The Nats survived the catching scare thanks to their latest bruising offensive performance against the Marlins pitching staff. One night after homering four times en route to a 15-7 rout, they again put a hurting on Miami’s starter, scoring six runs off rookie Adam Mazur.

And they wasted no time doing it. They immediately put pressure on Mazur with CJ Abrams’ leadoff double and James Wood’s follow-up single. That brought Bell to the plate looking to continue his torrid 72-hour stretch, and boy did the big guy do that, launching another homer into the loanDepot Park upper deck for a 3-0 lead.

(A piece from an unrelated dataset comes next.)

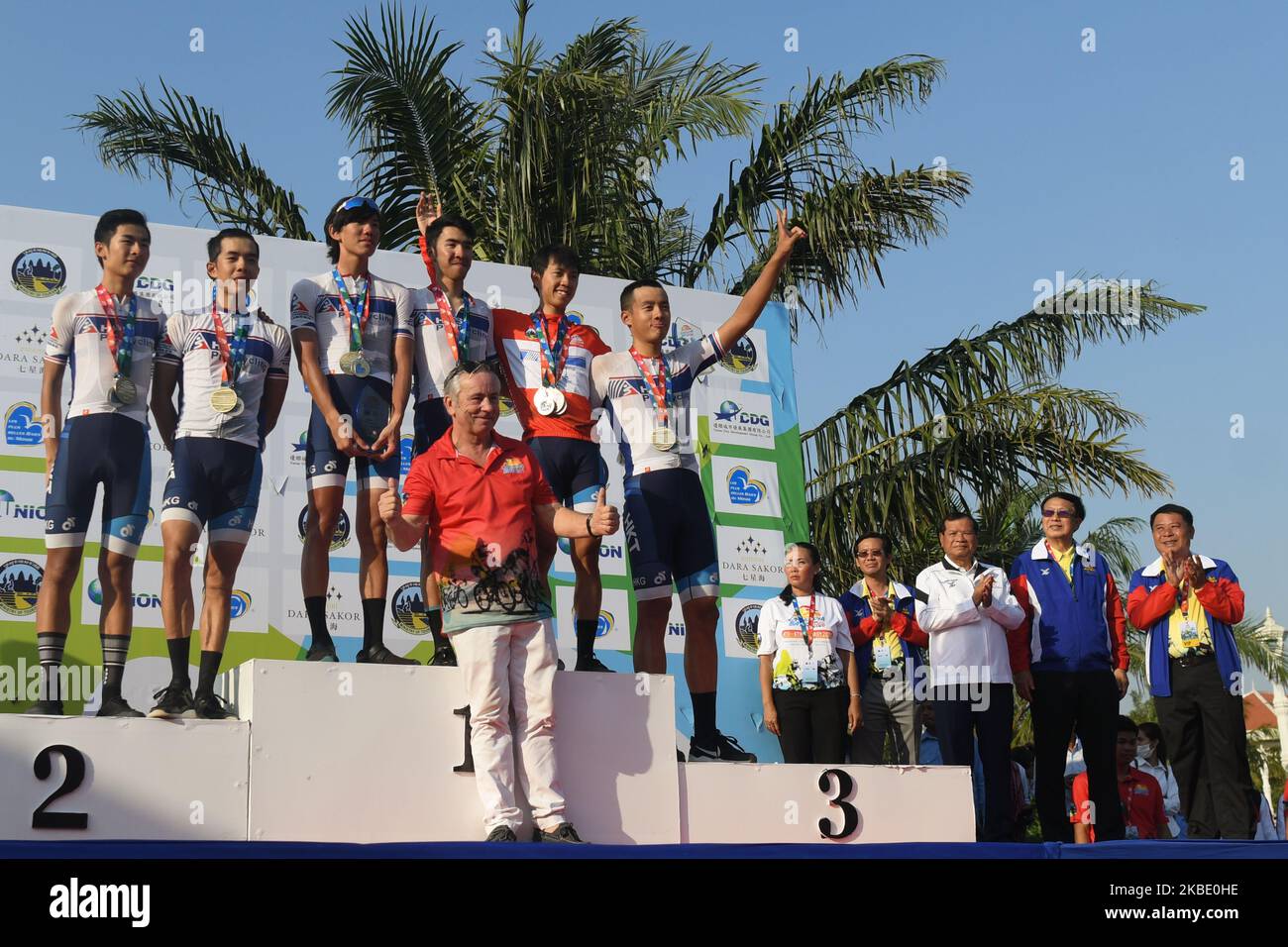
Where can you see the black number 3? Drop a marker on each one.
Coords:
(844, 789)
(75, 776)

Bell has always had a penchant for red-hot runs at the plate, but this current one might rival anything he’s ever done. Beginning with his game-winning homer Sunday at Wrigley Field, he just completed an 11-inning stretch in which he went 6-for-8 with four homers and 12 RBIs. (He added a 13th RBI with a sacrifice fly in the sixth inning, one of two fly balls off his bat that reached the warning track tonight.)

"He was talking to one of our teammates and figured out a little something before he hit the home run in Chicago," outfielder Daylen Lile said. "Whatever he's been doing has been working."

As great as Bell has been in recent days, the Nationals have been getting offensive production from up and down their lineup. Tonight, that included their surprise No. 4 hitter: Lile. The rookie outfielder has earned his way into a prime batting position, and he rewarded Cairo for the assignment tonight with an absolute laser of a home run off the façade of the upper deck in the top of the fifth.

Lile’s fifth homer of the season raised his OPS to .781, only three points behind Abrams.

"The home run was awesome, but me hitting the ball to center field, using the big part of the field, really shows that my swing is in a good place right now," said Lile, now batting .432 over his last nine games. "The routine I'm doing is working. I've just got to stay with it and keep grinding every day."